After being in Hawaii last year, my wife and I decided to return to Oregon. However, I had forgotten about what the winter is really like there, how cold, wet and dreary it usually is. After living there for forty years, I can say all this, read about what the winter weather is like, but I cannot feel it. I cannot recapture the reality of what it is like for me to live under those conditions while I’m in the tropics
When we moved to Honolulu, I told myself over and over not to forget the winter. I wrote about it all to often. And yet, I returned to Portland. Once the winter began, I was truly miserable, at least in the way I feel miserable when it is cold, regardless of how warm it is inside.
There is the word, the thought and there is the feeling--the gap is enormous and that is the problem. My thoughts about the winter were totally dissociated from the way I felt when it was cold. Why is this the case?
It is not an error in predicting future emotional responses, what is now called affective forecasting. I knew what it would be like, but I could not feel it as a sensory event.
It is not a failure of memory. I recall the winter, all the winters I have spent in Portland and the increasing difficulty I have in dealing with them. Why, then, did I not bring that to bear on the decision to return? Alas, memories are not feelings.
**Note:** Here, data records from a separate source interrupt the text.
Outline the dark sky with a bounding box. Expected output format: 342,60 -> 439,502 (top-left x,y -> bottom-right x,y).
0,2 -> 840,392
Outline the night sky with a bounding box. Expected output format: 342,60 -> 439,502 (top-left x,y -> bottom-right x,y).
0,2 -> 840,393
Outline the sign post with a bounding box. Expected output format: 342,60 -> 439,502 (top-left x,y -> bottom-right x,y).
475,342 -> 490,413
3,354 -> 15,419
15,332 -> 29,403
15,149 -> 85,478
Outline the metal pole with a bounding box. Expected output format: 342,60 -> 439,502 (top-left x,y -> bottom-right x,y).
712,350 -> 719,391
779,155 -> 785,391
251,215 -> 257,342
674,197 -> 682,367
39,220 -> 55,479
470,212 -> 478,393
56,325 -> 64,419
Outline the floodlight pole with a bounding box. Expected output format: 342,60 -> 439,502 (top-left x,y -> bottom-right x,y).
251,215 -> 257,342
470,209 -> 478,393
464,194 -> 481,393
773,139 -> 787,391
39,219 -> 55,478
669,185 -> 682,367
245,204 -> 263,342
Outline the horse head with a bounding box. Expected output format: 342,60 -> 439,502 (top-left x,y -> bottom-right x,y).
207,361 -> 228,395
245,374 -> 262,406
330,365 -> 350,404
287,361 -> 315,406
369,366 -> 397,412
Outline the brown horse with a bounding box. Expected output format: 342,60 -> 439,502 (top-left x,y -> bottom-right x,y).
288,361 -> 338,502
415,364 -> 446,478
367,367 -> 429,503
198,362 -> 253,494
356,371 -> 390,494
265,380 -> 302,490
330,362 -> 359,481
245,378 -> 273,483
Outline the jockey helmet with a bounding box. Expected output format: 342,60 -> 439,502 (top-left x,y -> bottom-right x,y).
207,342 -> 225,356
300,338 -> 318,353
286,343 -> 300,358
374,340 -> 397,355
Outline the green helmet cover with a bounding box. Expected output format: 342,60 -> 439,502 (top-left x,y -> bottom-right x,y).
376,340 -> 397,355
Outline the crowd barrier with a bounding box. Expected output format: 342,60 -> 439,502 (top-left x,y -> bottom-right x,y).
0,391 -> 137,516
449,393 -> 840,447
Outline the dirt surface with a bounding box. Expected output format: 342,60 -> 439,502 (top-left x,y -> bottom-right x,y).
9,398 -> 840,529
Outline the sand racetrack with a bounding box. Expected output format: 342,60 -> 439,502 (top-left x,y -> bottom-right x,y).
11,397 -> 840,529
Nor is it matter of language. I have many words to describe the effects of the weather on my body and mind. They are common words. It isn’t like trying to describe an unusual pain or emotional experience. Rather I can tell you exactly what happens to my hands, and the sense of being cold all the time, and the troubles I have going out. Yes, these are little woes, but they do have their way with me.
There is also nothing new about this. Long ago in his Treatise of Human Nature Hume pointed out that ideas are but “faint images” of our “sensation, passions and emotions.”
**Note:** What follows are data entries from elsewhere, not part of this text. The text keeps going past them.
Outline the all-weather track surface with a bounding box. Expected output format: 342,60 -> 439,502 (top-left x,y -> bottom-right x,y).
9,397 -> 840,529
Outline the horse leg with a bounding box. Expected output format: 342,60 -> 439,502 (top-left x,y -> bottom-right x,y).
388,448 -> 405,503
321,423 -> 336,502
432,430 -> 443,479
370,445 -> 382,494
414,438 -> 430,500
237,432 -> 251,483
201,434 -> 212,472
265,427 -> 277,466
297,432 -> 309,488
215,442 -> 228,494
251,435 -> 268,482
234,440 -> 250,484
In a recent study of the relationship between various thoughts (anger, anxiety, depression, etc) and their corresponding affective state, La Pointe and Harrell confirm Hume’s conjecture in the language of their discipline. They report “…very few significant relationships were found between specific cognitions and affective states.”
But what they or anyone else as far as I can tell, don’t report is how to overcome this discrepancy, how to bring one’s thoughts or memories into a closer relationship with their feelings. The problem is similar to the relationship between thoughts and actions. In both cases, the discrepancies are often quite large, poorly understood, and difficult to narrow.